Dave Becher |
Building the world’s largest anything is always tricky enough, but doing it on water adds a wrinkle that is always bobbing in the current.
Dave Becher, Washington State Dept. of Transportation floating-bridge and landings project director, is overseeing construction of the world’s longest floating bridge—on Lake Washington, in Seattle—and managing all the logistical challenges that marine construction offers.
Requiring the coordination of a half-dozen stakeholder agencies and scheduled to open this spring as part of a $4.56-billion undertaking, the project is replacing the world’s current longest floating bridge with one slightly longer, at 7,710 ft.
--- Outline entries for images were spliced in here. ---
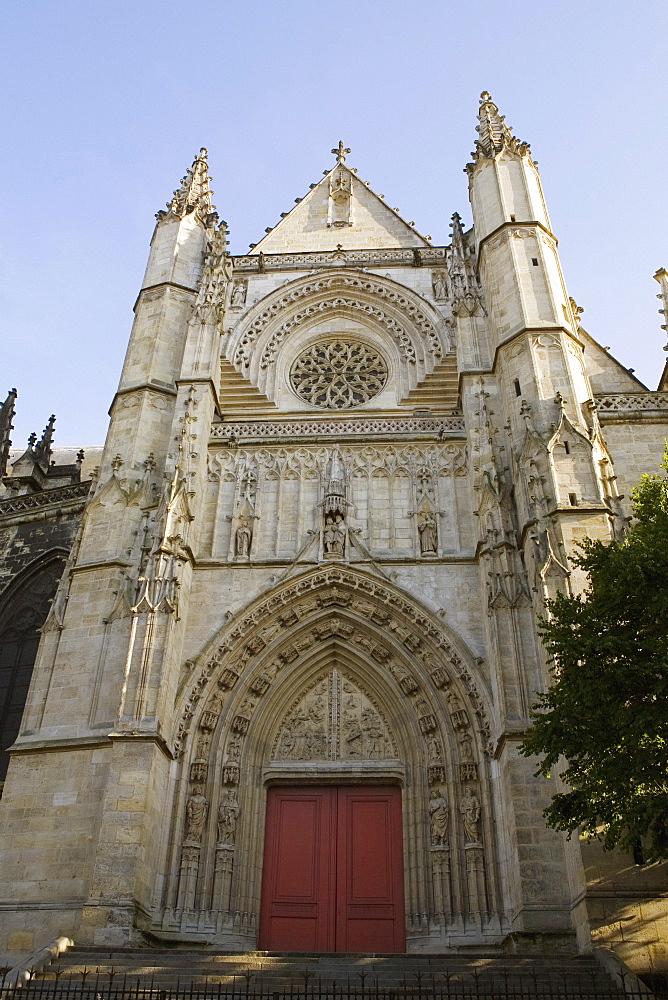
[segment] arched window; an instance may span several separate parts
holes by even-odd
[[[65,563],[54,557],[40,563],[0,603],[0,781],[9,765],[10,747],[19,734],[40,633]]]

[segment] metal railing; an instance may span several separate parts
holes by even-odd
[[[363,970],[351,970],[338,980],[295,971],[288,974],[289,982],[278,985],[272,983],[277,972],[273,968],[230,974],[221,969],[200,976],[199,981],[181,981],[175,975],[168,982],[167,969],[159,977],[113,968],[84,969],[71,978],[66,972],[52,967],[24,985],[0,985],[0,996],[3,1000],[652,1000],[655,996],[638,992],[635,977],[622,988],[602,970],[574,969],[573,963],[565,963],[561,970],[519,970],[512,963],[472,972],[418,970],[391,986],[382,984],[375,971]]]

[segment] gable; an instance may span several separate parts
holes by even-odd
[[[427,246],[429,241],[410,223],[337,163],[251,253]]]

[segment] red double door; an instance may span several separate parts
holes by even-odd
[[[270,788],[259,946],[406,950],[401,790]]]

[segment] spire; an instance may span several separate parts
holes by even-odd
[[[478,122],[476,132],[479,138],[476,139],[476,152],[471,154],[476,160],[481,156],[491,159],[502,149],[509,149],[520,155],[529,152],[528,142],[515,138],[506,125],[505,115],[499,114],[499,109],[486,90],[480,95]]]
[[[351,150],[346,149],[346,147],[343,145],[343,139],[339,139],[338,146],[335,149],[331,150],[331,152],[334,153],[338,165],[346,162],[346,153],[350,153]]]
[[[7,460],[9,459],[9,449],[12,446],[10,433],[13,428],[14,403],[16,402],[16,389],[10,389],[7,399],[0,406],[0,477],[7,475]]]
[[[56,422],[56,418],[51,414],[49,417],[49,422],[42,431],[42,436],[40,440],[34,447],[35,451],[35,461],[40,466],[40,468],[46,472],[49,468],[49,462],[51,461],[51,445],[53,442],[53,425]]]
[[[186,171],[185,177],[181,179],[181,187],[174,192],[174,197],[167,202],[168,211],[156,213],[158,222],[162,222],[168,215],[175,215],[183,219],[193,212],[196,218],[206,228],[215,226],[218,222],[218,214],[211,202],[213,191],[210,187],[208,153],[206,149],[200,149],[198,155],[193,160],[192,166]]]
[[[661,304],[663,309],[659,309],[659,312],[665,319],[665,323],[661,324],[661,329],[668,332],[668,271],[665,267],[660,267],[658,271],[654,274],[654,280],[658,281],[661,285],[661,291],[657,295],[657,299],[661,299]],[[664,347],[664,351],[668,351],[668,344]]]

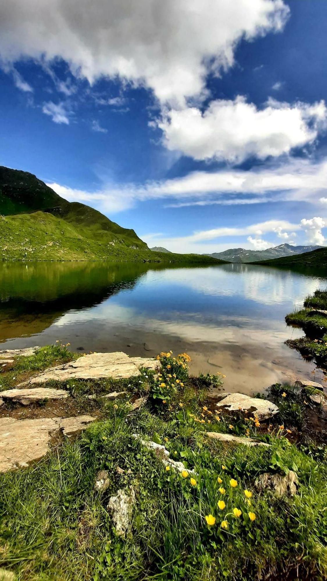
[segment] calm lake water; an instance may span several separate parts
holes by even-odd
[[[81,353],[186,352],[192,372],[220,371],[226,390],[248,393],[300,376],[320,381],[283,344],[303,335],[284,317],[326,286],[326,272],[245,264],[0,263],[0,349],[59,339]]]

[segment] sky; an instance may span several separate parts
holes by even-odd
[[[0,164],[150,247],[327,245],[327,2],[0,6]]]

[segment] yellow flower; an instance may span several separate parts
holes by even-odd
[[[207,524],[210,525],[211,526],[212,525],[214,525],[216,522],[216,519],[212,516],[212,514],[208,514],[208,516],[205,517],[205,520],[207,521]]]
Becher is managing equipment movements through locks and across the lake as well as the construction of the new floating concrete-pontoon base, with a 20-ft elevated roadway intended to provide traffic safety and maintenance benefits.
“When three-fourths of your project is on the water, it gets a lot of people’s attention,” Becher says. “A project on a lake in Washington state is environmentally sensitive.”
Adam Geyer, Kiewit-General-Manson superintendent, credits Becher for his ability to manage the logistical needs of agencies, from the city of Seattle to the Army Corp of Engineers to the state’s Dept. of Ecology. “Every day, you are getting curveballs,” Geyer says. “You just have to stay on your toes.”
Early in the project, Becher helped to lead a team that oversaw an emergency in-lake fix of a leaking pontoon (an inherited issue from a separate contract), renegotiated the contract after the delay and developed new schedules to regain lost time as well as minimize disruptions to fish migration patterns.